All Brunet did in citing Haltiwanger’ research was to argue that small businesses don’t create most jobs. She then worked hard to prove this empty point. It took a bit of word twisting – and presumption – to do it.

Empirically, I believe it is well-established many small businesses fail. Also, it is obvious that the ones that do make it may become vital in creating jobs. It just depends on what you are trying to prove.

Who says that all we need to do is to focus on small businesses? Someone who referred to small businesses as the “engine of growth” did not necessarily mean “at the exclusion of all other businesses.”

Small businesses are by definition a long term engine of growth. If they can’t get traction in the early years, they may never survive to be the larger job creators.

Another way to say it is this: It takes a lot of start-up small businesses for a small number of high-growth firms to prosper and contribute to job creation. All big employers started as a small business. So, how was Reagan wrong when he said “a vigorous small business sector is essential to a productive and competitive economy. … Most of the new jobs actually created are in small private enterprises.”? Does Brunet lean away from him politically? If so, how objective can this article be?

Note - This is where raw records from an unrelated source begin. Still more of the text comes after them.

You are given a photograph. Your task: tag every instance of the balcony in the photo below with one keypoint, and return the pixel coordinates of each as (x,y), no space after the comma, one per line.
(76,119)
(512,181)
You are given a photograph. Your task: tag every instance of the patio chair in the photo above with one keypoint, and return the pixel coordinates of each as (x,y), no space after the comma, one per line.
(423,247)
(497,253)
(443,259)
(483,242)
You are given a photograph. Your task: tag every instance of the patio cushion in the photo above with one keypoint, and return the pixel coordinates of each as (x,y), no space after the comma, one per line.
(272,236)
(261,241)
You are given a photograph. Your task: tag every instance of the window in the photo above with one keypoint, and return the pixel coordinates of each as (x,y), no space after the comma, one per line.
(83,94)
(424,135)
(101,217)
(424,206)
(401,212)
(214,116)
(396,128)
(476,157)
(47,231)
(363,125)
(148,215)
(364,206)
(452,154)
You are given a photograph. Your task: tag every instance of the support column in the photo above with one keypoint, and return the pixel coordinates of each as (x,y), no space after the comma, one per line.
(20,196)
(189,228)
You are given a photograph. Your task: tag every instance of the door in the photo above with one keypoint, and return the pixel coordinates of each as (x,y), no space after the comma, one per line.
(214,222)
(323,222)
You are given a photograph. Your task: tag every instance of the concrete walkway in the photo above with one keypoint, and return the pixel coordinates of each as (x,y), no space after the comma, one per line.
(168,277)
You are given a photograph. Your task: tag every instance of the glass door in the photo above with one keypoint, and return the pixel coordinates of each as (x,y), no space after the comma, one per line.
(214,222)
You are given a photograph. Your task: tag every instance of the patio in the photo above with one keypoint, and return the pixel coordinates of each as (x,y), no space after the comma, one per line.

Reagan is wrong, but Obama is not when he said “small businesses have always formed the backbone of the American economy”? This is the implication. Where is the balance?

Yes – equal emphasis should be directed at large firms too to achieve the goal of job creation. Why is it that large successful businesses become pariahs? For instance, the current administration has made it fashionable to refer many profitable companies in pejorative terms (“Big oil,” “Big energy,” “Insurance Companies,” “Wall Street” etc.)? Is this business or job friendly?

It’s as if these businesses are bad because they are profitable. Should businesses not strive to grow ever larger? If they are bad, which businesses are bad, specifically? What did they do wrong?

It is empirically obvious that it takes a lot of small businesses to be born for some high-growth job creators to survive and prosper. I’m sure Reagan would have said as much. If this is true, we still need to focus on being friendly to small businesses. Why is it then that current policy makes it very difficult for small businesses to start-up (they must deal with double taxation on Social Security, worker’s compensation, outrageous tort risk and now an unknown liability for healthcare expenses)?

If larger businesses are so important to jobs, why don’t we also treat them as partners in job growth?

Based on this article, it seems we should now pick the businesses to support based on the size of the business.

Some see private enterprise as a predatory target to be shot, others as a cow to be milked, but few are those who see it as a sturdy horse pulling the wagon. (Winston Churchill)

Larry Eppolito

Chelmsford, MA

P.S. Advisor Perspectives has great articles!